Briefly describe the project (i.e., what are the details of what you're planning to do with these servers?)
- Metal3.io Project's is an open-source solution for bare metal provisioning for kubernetes clusters and run cloud native workloads on them.
- Metal3.io is a CNCF sandbox project
- Plan is to utilize the hardware resources for running CI jobs and prow clusters for maintaining the open source code base across repositories in the organization
- Most of the CI jobs require to have better server resources for example one e2e integration jobs requires 4Cores-16GB RAM-100GB disk and one feature test requires 8cores- 32GB RAM - 300GB disks. And we have several of these e2e integration and feature tests.
Is the code that you're going to run 100% open source? If so, what is the URL or URLs where it is located? What is your association with that project?
Yes the code is 100% open source . Here is again the link of the project's github organization https://github.com/metal3-io. I am one of the maintainer.

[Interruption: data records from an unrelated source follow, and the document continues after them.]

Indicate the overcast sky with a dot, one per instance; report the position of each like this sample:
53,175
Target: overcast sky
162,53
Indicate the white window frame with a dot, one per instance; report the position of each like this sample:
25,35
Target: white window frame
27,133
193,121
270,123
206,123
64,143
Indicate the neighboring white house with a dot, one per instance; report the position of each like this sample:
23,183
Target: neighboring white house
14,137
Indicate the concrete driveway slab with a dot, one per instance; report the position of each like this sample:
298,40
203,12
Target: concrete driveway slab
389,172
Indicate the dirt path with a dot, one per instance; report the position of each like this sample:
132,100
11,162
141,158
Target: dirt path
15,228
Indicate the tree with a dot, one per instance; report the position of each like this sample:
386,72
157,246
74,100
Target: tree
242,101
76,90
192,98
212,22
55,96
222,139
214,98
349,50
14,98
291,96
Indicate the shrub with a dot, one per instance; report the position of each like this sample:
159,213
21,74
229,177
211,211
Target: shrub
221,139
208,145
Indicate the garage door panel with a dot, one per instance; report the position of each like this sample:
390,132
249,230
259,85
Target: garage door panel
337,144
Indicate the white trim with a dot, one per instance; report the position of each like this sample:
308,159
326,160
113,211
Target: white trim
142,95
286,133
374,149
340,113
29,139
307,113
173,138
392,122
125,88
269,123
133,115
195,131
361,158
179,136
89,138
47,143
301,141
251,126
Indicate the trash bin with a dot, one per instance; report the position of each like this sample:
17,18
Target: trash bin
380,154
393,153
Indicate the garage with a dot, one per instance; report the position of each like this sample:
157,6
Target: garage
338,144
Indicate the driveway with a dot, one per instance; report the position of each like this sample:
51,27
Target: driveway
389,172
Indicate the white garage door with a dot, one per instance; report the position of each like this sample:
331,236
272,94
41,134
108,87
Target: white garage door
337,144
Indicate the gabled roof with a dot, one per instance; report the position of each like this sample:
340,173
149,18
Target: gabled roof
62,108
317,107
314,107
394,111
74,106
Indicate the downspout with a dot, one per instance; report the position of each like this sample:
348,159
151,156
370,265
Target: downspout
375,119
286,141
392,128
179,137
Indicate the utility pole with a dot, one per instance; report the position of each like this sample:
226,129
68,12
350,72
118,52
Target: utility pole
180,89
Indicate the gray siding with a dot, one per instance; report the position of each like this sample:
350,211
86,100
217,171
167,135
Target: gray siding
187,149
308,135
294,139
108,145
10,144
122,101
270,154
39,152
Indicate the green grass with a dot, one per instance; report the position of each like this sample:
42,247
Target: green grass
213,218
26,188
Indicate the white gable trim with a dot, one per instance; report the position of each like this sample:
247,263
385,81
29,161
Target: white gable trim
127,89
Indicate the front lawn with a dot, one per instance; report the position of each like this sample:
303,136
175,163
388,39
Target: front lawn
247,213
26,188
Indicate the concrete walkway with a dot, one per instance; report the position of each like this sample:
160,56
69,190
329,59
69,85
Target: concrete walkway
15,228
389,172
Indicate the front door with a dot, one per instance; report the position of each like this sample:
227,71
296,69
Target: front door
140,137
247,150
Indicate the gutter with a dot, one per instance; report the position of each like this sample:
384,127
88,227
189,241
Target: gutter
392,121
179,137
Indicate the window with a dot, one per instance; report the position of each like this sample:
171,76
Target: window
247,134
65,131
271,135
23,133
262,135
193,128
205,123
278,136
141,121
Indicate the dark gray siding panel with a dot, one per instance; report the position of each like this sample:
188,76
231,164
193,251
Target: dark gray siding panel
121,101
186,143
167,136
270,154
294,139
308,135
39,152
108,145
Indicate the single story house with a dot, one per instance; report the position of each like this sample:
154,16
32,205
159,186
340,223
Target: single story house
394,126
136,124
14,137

Here is the list of the other maintainers: https://github.com/metal3-io/community/blob/main/maintainers/ALL-OWNERS
What kind of machines and how many do you expect to use (see: https://deploy.equinix.com/product/bare-metal/servers/)?

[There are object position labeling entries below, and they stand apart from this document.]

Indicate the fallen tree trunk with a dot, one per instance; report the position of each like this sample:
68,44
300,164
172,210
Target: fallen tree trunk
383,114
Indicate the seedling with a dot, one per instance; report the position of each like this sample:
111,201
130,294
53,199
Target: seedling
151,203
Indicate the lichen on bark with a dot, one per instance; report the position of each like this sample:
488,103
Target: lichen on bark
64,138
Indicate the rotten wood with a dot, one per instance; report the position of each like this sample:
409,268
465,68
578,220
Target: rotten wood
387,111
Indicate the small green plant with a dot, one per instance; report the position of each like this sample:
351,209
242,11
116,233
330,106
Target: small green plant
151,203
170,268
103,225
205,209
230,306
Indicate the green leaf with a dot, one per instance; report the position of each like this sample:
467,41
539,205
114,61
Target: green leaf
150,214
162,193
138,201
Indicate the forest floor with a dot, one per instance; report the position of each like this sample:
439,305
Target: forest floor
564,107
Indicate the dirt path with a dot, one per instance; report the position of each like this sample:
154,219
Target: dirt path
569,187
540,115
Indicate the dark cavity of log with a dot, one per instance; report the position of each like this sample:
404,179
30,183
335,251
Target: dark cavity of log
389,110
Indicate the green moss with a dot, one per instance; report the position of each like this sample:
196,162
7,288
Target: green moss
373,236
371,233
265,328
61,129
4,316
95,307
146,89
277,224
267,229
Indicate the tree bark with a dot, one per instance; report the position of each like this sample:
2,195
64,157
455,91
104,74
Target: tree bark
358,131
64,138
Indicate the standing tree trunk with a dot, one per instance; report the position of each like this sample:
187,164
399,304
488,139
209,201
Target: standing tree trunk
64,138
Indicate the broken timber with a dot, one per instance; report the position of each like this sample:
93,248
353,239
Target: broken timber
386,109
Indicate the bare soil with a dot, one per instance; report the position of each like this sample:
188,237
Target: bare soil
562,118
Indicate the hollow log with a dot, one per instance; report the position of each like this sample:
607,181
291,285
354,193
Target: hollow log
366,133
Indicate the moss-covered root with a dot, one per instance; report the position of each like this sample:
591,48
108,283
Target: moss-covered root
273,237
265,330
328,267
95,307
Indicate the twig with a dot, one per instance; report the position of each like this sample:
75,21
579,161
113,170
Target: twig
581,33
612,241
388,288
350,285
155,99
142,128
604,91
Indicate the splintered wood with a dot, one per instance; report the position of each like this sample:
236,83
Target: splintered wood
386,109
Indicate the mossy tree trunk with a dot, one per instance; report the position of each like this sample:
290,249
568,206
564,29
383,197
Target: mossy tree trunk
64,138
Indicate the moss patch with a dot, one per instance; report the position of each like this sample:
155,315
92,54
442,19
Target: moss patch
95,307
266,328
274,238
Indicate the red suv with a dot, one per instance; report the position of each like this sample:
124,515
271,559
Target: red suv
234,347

6 servers of the type m3.small.x86
What operating system and networking are you planning to use?
CentOS and Ubuntu
Any other relevant details we should know about?

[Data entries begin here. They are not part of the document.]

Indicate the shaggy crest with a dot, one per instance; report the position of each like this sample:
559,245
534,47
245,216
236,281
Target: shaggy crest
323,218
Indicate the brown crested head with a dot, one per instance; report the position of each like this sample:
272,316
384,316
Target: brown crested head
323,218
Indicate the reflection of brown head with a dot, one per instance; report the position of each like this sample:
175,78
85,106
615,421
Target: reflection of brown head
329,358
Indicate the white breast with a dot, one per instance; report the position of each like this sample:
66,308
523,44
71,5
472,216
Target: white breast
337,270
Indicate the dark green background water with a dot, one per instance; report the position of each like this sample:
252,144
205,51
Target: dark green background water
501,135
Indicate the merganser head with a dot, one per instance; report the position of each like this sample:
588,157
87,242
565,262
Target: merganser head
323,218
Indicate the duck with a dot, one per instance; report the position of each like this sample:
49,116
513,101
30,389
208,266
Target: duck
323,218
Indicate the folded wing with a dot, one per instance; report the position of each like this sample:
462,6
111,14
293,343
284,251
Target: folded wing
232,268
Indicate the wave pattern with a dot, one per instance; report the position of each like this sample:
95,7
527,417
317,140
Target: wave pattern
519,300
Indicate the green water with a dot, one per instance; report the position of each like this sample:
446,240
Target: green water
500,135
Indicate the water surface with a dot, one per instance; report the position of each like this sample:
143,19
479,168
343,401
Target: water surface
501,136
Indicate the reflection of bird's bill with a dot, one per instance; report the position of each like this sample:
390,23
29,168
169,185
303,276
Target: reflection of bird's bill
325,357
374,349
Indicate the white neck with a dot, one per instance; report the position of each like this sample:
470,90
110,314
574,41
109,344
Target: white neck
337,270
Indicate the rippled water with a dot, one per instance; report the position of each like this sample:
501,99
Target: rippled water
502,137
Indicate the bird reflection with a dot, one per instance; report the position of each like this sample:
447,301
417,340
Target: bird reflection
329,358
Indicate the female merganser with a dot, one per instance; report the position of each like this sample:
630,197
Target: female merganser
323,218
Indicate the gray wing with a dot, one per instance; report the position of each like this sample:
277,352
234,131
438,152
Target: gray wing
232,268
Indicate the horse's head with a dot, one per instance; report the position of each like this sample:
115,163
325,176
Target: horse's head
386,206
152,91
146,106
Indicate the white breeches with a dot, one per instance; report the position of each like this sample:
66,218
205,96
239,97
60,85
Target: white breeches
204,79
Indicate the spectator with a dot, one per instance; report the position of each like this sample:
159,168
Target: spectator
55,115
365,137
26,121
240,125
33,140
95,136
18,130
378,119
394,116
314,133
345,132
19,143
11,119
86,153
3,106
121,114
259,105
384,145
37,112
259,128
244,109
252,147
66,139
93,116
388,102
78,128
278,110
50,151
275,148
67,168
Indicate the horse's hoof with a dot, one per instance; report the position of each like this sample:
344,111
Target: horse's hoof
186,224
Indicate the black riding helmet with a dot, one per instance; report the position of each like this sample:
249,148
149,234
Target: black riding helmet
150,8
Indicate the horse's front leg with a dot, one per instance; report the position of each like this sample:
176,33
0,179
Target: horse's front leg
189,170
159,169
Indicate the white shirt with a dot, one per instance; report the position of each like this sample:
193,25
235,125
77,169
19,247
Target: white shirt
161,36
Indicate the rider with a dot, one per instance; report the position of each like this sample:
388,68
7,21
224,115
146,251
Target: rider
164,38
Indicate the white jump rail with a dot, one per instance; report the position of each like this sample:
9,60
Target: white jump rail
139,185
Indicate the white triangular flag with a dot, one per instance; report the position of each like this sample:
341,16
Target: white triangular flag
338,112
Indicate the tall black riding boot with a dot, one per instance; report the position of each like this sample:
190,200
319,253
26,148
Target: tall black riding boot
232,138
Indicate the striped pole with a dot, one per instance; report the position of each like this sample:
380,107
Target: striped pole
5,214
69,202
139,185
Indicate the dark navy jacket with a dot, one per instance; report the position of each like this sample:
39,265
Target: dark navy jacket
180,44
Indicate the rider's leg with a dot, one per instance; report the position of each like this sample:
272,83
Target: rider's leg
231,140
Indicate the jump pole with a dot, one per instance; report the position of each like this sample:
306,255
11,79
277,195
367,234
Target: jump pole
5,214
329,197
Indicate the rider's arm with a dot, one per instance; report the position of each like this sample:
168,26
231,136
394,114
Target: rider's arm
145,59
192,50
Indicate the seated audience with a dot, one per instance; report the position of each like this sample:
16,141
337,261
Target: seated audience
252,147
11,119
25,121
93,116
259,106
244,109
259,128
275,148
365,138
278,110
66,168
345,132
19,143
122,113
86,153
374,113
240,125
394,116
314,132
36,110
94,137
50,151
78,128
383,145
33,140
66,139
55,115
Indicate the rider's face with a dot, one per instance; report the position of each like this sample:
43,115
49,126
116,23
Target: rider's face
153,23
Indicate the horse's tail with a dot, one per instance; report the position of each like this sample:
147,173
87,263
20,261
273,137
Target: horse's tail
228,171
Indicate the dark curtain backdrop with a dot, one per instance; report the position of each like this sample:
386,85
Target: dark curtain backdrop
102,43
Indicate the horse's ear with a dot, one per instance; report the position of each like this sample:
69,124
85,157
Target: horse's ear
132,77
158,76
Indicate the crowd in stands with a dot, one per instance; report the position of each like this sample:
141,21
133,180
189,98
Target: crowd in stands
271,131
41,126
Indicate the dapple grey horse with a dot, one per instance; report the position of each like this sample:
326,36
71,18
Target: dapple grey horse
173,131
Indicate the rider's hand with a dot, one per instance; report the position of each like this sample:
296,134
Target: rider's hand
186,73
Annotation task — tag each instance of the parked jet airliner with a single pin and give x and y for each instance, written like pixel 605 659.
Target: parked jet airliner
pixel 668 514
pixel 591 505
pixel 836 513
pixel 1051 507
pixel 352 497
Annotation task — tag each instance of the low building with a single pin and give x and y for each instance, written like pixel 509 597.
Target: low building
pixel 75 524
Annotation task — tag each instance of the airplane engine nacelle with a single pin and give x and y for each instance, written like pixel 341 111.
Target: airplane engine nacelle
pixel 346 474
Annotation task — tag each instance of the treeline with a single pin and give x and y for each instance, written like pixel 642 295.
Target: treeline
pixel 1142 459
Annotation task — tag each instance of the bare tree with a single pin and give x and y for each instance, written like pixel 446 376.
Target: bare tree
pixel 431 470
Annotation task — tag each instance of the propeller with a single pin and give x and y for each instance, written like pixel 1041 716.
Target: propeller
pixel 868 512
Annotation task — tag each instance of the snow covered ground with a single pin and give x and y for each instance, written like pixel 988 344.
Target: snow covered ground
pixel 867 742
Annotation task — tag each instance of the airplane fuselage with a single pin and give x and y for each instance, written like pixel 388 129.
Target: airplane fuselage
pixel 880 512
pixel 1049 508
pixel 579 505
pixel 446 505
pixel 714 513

It would be good to allow access to all the maintainers mentioned here https://github.com/metal3-io/community/blob/main/maintainers/ALL-OWNERS
@kashifest before we'll proceed, can't you use GitHub Actions for the CI purposes instead (as the CIL resources can be limited) - https://github.com/cncf/cluster?tab=readme-ov-file#usage-guidelines
@kashifest before we'll proceed, can't you use GitHub Actions for the CI purposes instead (as the CIL resources can be limited) - https://github.com/cncf/cluster?tab=readme-ov-file#usage-guidelines
@idvoretskyi we usually run github workflows for smaller jobs, linters etc, usually our CI is resource intensive and thus dedicated hardware would be needed.
P.S: in the link provided, when I click this link I dont see any example as it says see example below. Any idea where can I get more info on this?
@jeefy @idvoretskyi we are meanwhile testing the github actions with large runners as you suggested, unfortunately the equinix ones are offline and not usable at the moment. We used the default large runners for one of our e2e tests, we see that the usage shows some billable hours, any idea what does that mean to us? Is the bill going to CNCF since our github org is part of CNCF enterprise and we dont need to worry about it? We are still unsure how much would this be a performance issue once we start putting the e2e PR jobs on these runner cause I can see that getting an available runner is random, For our other repos the e2e tests are bigger in resource requirements so for those we would anyhow need some dedicated resource.
@jeefy @idvoretskyi any updates?
@kashifest yep, apologies for the delay. Working on this internally.
re: earlier comment, no worries about the billable hours with metal3's Org being under the CNCF GH Enterprise license.
The Equinix and Oracle runners should be available for use if you wouldn't mind trying those again. :) If you run into issues or need a different shape/size please let us know.
If those don't work we can set you up in Equinix, we'll just need you to only use resources when needed, so spinning them up/down automatically.
@jeefy Thanks a lot for replying back.
The Equinix and Oracle runners should be available for use if you wouldn't mind trying those again. :) If you run into issues or need a different shape/size please let us know.
I dont think its working or then I might have configured something wrongly. The job is waiting for 40 minutes or so for runner to become available. Check the attachment
Here is the PR: metal3-io/baremetal-operator#1775
If those don't work we can set you up in Equinix, we'll just need you to only use resources when needed, so spinning them up/down automatically.
I believe this would be needed anyhow for larger e2e jobs in our org anyhow.